Clinical appreciation of volemia is difficult, residual congestion at discharge is frequent and seems to be a key factor in hospital readmissions, even at subclinical stage [8]. In our study, rales were judged absent in one quarter of patients who still had significant LUS congestion at follow-up. Interestingly, patients with persistent congestion on expert 8-point fLUS (i.e. ≥ 2/8 positive points) had higher rate of post-discharge mortality and readmission at 30 days (24% versus 0%) and 60 days (32% versus 8%, Table 4) indicating the prognostic value of LUS congestion on early clinical outcomes, as previously shown in hospitalized and ambulatory heart failure patients [13, 29]. Interestingly, in a previous study 8- and 28-point LUS similarly predict clinical outcomes [30]. Complete LUS decongestion before discharge may, therefore, be a valuable target to improve early clinical outcomes. If recent studies suggest that an ambulatory LUS-driven decongestion strategy may reduce unplanned urgent visits or hospital admissions in chronic heart failure patients [11, 12, 31], no data are currently available for AHF inpatients.

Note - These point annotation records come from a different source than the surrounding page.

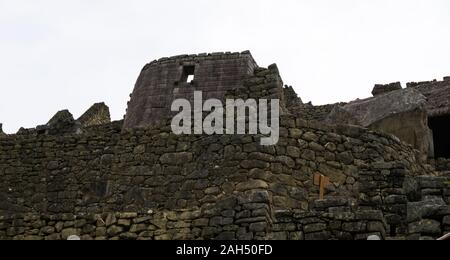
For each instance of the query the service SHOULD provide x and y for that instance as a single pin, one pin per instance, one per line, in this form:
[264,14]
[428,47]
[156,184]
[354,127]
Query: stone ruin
[386,157]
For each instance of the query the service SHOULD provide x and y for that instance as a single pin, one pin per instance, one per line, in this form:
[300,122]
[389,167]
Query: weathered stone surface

This study has certain limitations. First, the collected sample for this exploratory study was modest, due to recruitment interruption during the COVD-19 pandemic, and the precision of kappa statistics was lower than planned, ranging from ± 0.2 at admission to ± 0.15 at follow-up, instead of the planned ± 0.12. Second, the 8-point protocol used in this study was not mentioned in the international guidelines on lung ultrasonography [17]. These guidelines have not been updated since 2012, whilst the 8-point protocol was introduced in the past decade [23, 24]. Third, the exclusion of severely congested AHF patients (i.e. requiring ICU admission) may affect generalizability in that population. However, benefits of LUS in AHF are more marked when pulmonary congestion is moderate, and its clinical detection becomes challenging. Additionally, interobserver concordance is more easily achieved for extremes (i.e. high and low number of B-lines) than for intermediate levels of congestion [27]. Finally, sonographers could not be blinded to patients and this may have influenced LUS interpretation.

Conclusions

In spite of its limitations, the present study has succeeded in bringing two essential answers to the ongoing LUS protocol debate. There is moderate to substantial agreement between experts and novices after a short, structured training period, when LUS is executed and interpreted independently at the bedside. Further trials should, in our opinion, include novices amongst study sonographers. Moreover, in AHF inpatients we found no benefit in terms of reproducibility in using an exhaustive 28-point protocol which required more than double the time in image acquisition and interpretation. Future research and clinical efforts could be concentrated in LUS protocols with limited scanning points.